Several residents criticized Coakley for not attending the hearing. Her office is investigating the legality of Steward's plan to close the hospital. When Steward bought the hospital in Bankruptcy Court in 2011, the company agreed to keep the hospital open at least seven years.

In a statement released Tuesday, Coakley, whose tenure as attorney general will end next month, said her office is listening to Steward's claims that the 2011 contract is not in the best interests of the community. She said no decision on the contract has been made...

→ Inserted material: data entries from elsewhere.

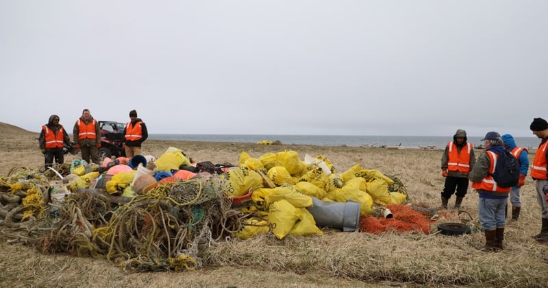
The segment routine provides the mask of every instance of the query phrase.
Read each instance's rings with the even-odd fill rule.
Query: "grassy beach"
[[[43,156],[38,133],[0,123],[0,176],[13,167],[38,169]],[[276,139],[266,139],[275,141]],[[451,140],[451,139],[448,139]],[[2,236],[0,281],[11,287],[414,287],[466,285],[545,287],[548,245],[531,235],[540,230],[540,209],[534,182],[521,189],[519,221],[506,226],[505,249],[497,253],[476,250],[482,232],[458,237],[437,232],[437,224],[466,221],[455,209],[440,208],[443,150],[379,147],[258,145],[255,143],[147,141],[142,154],[156,158],[169,147],[181,149],[195,161],[238,164],[240,154],[258,158],[284,150],[323,155],[342,172],[356,164],[399,178],[411,203],[436,208],[440,217],[430,234],[388,232],[380,235],[324,230],[321,237],[271,235],[251,239],[219,241],[207,252],[203,268],[184,272],[128,274],[103,259],[45,254]],[[477,149],[479,155],[482,151]],[[530,154],[532,160],[534,154]],[[66,155],[65,163],[74,156]],[[477,195],[471,189],[464,210],[476,221]],[[450,204],[454,203],[454,197]],[[6,230],[0,224],[0,232]]]

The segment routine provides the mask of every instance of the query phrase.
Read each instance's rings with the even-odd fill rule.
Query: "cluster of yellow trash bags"
[[[192,165],[182,152],[170,147],[154,161],[158,171],[178,169],[181,165]],[[113,175],[106,182],[110,193],[123,193],[133,197],[131,184],[136,171],[133,170]],[[73,181],[70,189],[88,188],[99,172],[84,174]],[[376,169],[366,169],[356,164],[346,171],[338,172],[325,157],[306,155],[301,160],[295,151],[268,153],[259,158],[242,152],[238,165],[221,174],[227,182],[228,197],[240,197],[252,191],[252,204],[241,204],[234,208],[244,213],[253,214],[243,228],[234,234],[240,239],[248,239],[269,231],[278,239],[288,235],[321,235],[312,215],[307,210],[312,206],[312,197],[325,202],[360,204],[360,214],[373,213],[373,205],[399,204],[406,195],[389,192],[388,185],[394,181]],[[265,185],[265,183],[266,184]]]
[[[234,193],[229,196],[240,196],[252,189],[254,205],[242,210],[260,216],[250,218],[249,225],[236,233],[242,239],[270,230],[280,239],[287,235],[323,235],[307,210],[312,206],[312,197],[326,202],[360,203],[362,215],[373,213],[373,203],[399,204],[406,197],[389,192],[388,185],[394,181],[379,171],[364,169],[358,163],[338,173],[323,156],[306,155],[301,160],[295,151],[266,154],[258,158],[242,152],[238,167],[225,173]],[[273,187],[264,187],[262,171]]]
[[[192,165],[190,160],[184,156],[182,151],[179,149],[170,147],[159,158],[155,158],[152,156],[145,156],[151,162],[154,163],[155,172],[169,172],[173,170],[178,170],[181,166]],[[105,184],[105,188],[108,193],[110,194],[120,194],[125,197],[134,197],[135,193],[132,183],[137,175],[138,167],[132,168],[128,165],[129,159],[119,158],[122,159],[120,164],[113,165],[109,169],[105,174],[110,176],[109,180]],[[75,193],[79,188],[89,188],[90,184],[94,182],[99,177],[100,173],[96,170],[94,166],[87,165],[77,165],[72,170],[71,173],[79,176],[76,180],[73,180],[68,186],[69,189]],[[103,163],[103,168],[108,163]],[[91,169],[90,167],[91,167]],[[89,172],[89,170],[95,170]],[[88,172],[84,174],[84,173]]]

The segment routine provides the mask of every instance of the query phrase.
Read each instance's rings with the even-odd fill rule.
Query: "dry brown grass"
[[[12,167],[36,169],[42,165],[37,136],[0,123],[0,176]],[[242,152],[258,157],[283,150],[296,151],[301,158],[305,154],[323,155],[339,171],[360,163],[398,177],[412,202],[436,208],[443,187],[439,150],[147,141],[143,154],[158,157],[170,146],[195,160],[214,163],[236,164]],[[326,230],[322,237],[288,236],[280,241],[266,235],[221,241],[204,252],[204,268],[182,273],[129,274],[105,260],[46,255],[21,243],[1,243],[0,280],[15,287],[545,287],[548,265],[543,259],[548,256],[548,246],[530,237],[538,233],[540,221],[534,189],[528,178],[522,188],[520,220],[507,226],[506,248],[497,253],[473,248],[483,243],[481,233],[444,236],[436,233],[436,223],[432,224],[430,235]],[[477,215],[477,201],[471,189],[463,204],[473,217]],[[441,212],[438,223],[459,221],[457,211]]]

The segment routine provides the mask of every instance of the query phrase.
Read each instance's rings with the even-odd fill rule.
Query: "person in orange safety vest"
[[[455,208],[460,208],[468,191],[468,173],[474,167],[475,156],[473,145],[466,142],[467,140],[466,132],[462,129],[457,130],[453,136],[453,141],[445,146],[441,158],[441,175],[445,177],[441,192],[441,204],[446,209],[453,193],[457,197]]]
[[[44,154],[46,167],[51,167],[55,159],[55,163],[62,164],[64,161],[63,147],[71,146],[71,139],[62,125],[59,123],[59,116],[49,117],[47,124],[42,126],[38,136],[40,150]]]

http://fall-river.wickedlocal.com/article/20141203/NEWS/141209064

Specializes in Critical care, tele, Medical-Surgical.

I thank local nurses who posted. You truly your area.

Quincy says goodbye to hospital 'up the hill'

Fred Donahue was born in Quincy Hospital in 1955 and his mother in 1927. His wife, Cynthia, was born there, as was her mother and her three sisters.

He had his tonsils removed there when he was 5 ("It was like a factory, there must have been 40 kids in one giant room''). As his family grew, Donahue and his wife took their children there for stitches, pneumonia, and myriad urgent-care boo-boos. And, years later, he entered a 12-step program at the hospital and he has been sober for 27 years.

Quincy Hospital treated his father's stomach cancer and, he says, "saved my mother's life" when her intestines became twisted.

Like many Quincy residents over the decades, the extended Donahue family "went up the hill" to the 125-year-old hospital, from cradle to grave...

... Before it was Hospital Hill, it was Cranch Hill: Richard Cranch, who married Abigail Adams's sister, owned a farm on the site. Before that, it was President's Hill: John Adams owned the land....

... The original hospital benefactors were neighbors, who donated three acres and the first building, in 1890. "It began as a private cottage hospital with 25 beds," says Quincy's city historian Tom Galvin. "It was originally built to help quarry workers suffering from lung disease."...

... William Carey, 52, still gets his care at the hospital, including knee and colon-cancer surgeries. "This hospital has always been very good to me," says Carey, who works for Verizon. "The nurses are fantastic. It's a shame."...

... According to Steward, there will still be 24-hour emergency room access and an urgent-care center in the city, though the location has not been determined....

... Mary Foley Johnson, 78, Fred Donahue's mother-in-law, is upset about it. "I think it's sad and worrisome that Quincy will not have a hospital," says Johnson, who was born there and gave birth to three of her four children there. "I wouldn't want to try to get through Quincy at rush hour to get to South Shore or any other hospital, with traffic as bad as it is. I can't imagine going to one of those places if you were having a heart attack."...

http://www.bostonglobe.com/metro/massachusetts/2014/11/29/closing-quincy-medical-center/bNO2z9Lb3lguoJYZUTOfpO/story.html

Certainly a sign of the times with more control and restrictions on care that many here have little knowledge of. Meaning that the health care crisis is very evident in many classifications and details of financial abuse is not well documented for public display. Greedy profiteers will have to find other areas to collect from. People will want to blame Obama Care but the reality is that its about time these runaway costs get addressed.

Specializes in Pedi.

Quincy Medical Center is closing tonight at 11:59 PM: Quincy Medical Center closes its doors at midnight - Business - The Boston Globe

The ER is staying open and, as I understand it, patients who present to the ER and warrant admission will be admitted to Carney Hospital.